Les autres kinés qui passent dans le service ne restent pas. Sandrine estime que c’est aussi lié aux faibles rémunération au sein de l’AP-HP : les kinés viennent se former puis partent « faire du libéral en cabinet ».
Sabrina, la psychologue
Psychologue clinicienne, Sabrina est celle qui arrive à mettre des mots sur la détresse, voire la sidération qu’éprouve Céline dans ce lieu si violent. Elle lui permet de libérer sa parole… Elle est aux côtés de Céline qui accueille la famille d’un patient qui rend visite pour la première fois à un proche qui vient d’être hospitalisé.
Sabrina est d’abord une voix. Et ça tombe bien, l’instrument de travail de cette psychologue clinicienne, tout juste trentenaire, c’est sa voix. Une voix lente, posée, un peu grave aussi. Elle vient en dehors des moments de soins, dans un moment à part pour le patient. Elle se rend aussi auprès des plus atteints, inconscients, qui ne peuvent pas parler. Pour eux, elle est avant tout une présence. Elle les touche, décrit ce qu’elle ressent. A ceux qui peuvent boire, elle apporte de l’eau. Des soins primaires. « Comme à des nouveaux nés », dit-elle. De la maternité à la brûlure, c’est justement le chemin qu’elle a suivi, elle qui a commencé sa vie professionnelle auprès des jeunes mères et de leurs nourrissons. « Même quand ils ne sont pas réveillés, c’est important de leur parler, de leur expliquer où ils sont », insiste t-elle en parlant des grands brûlés.
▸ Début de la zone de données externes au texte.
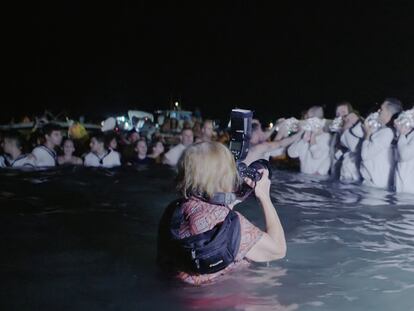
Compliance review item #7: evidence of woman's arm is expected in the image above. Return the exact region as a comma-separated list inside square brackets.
[246, 171, 286, 262]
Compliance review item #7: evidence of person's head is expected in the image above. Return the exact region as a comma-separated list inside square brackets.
[335, 101, 353, 117]
[89, 133, 105, 154]
[177, 142, 240, 198]
[305, 106, 324, 119]
[128, 131, 140, 144]
[201, 120, 214, 141]
[105, 133, 118, 150]
[42, 123, 62, 147]
[2, 132, 23, 155]
[63, 138, 75, 156]
[344, 111, 360, 128]
[151, 140, 165, 156]
[378, 98, 402, 125]
[181, 129, 194, 146]
[134, 139, 148, 157]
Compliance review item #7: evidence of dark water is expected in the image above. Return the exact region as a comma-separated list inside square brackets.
[0, 168, 414, 311]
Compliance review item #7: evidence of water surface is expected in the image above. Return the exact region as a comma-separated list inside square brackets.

Elle fait aussi le lien avec les familles, transmet les appels téléphoniques. Elle amène un peu de vie extérieure. Mais par petites touches car les patients sont vite débordés par leurs émotions.
Les patients grands brûlés
Le film se construit sur le geste et sur la parole des soignants, à travers ce qu’ils vivent, ce qu’ils font, ce qu’ils se disent entre eux. Les patients sont là puisque ce sont eux qui donnent un sens au travail des soignants et à celui de Céline. Mais on les voit peu. Céline est touchée par leur situation. Leurs cauchemars, leurs moments de déprime et leurs petites joies ont une incidence sur elle. On comprend aussi qui sont les brûlés. On capte des bribes d’histoire, de récits sur lesquels je ne m’attarde pas. Au fil du film, notre regard sur eux évolue en même temps que celui de Céline.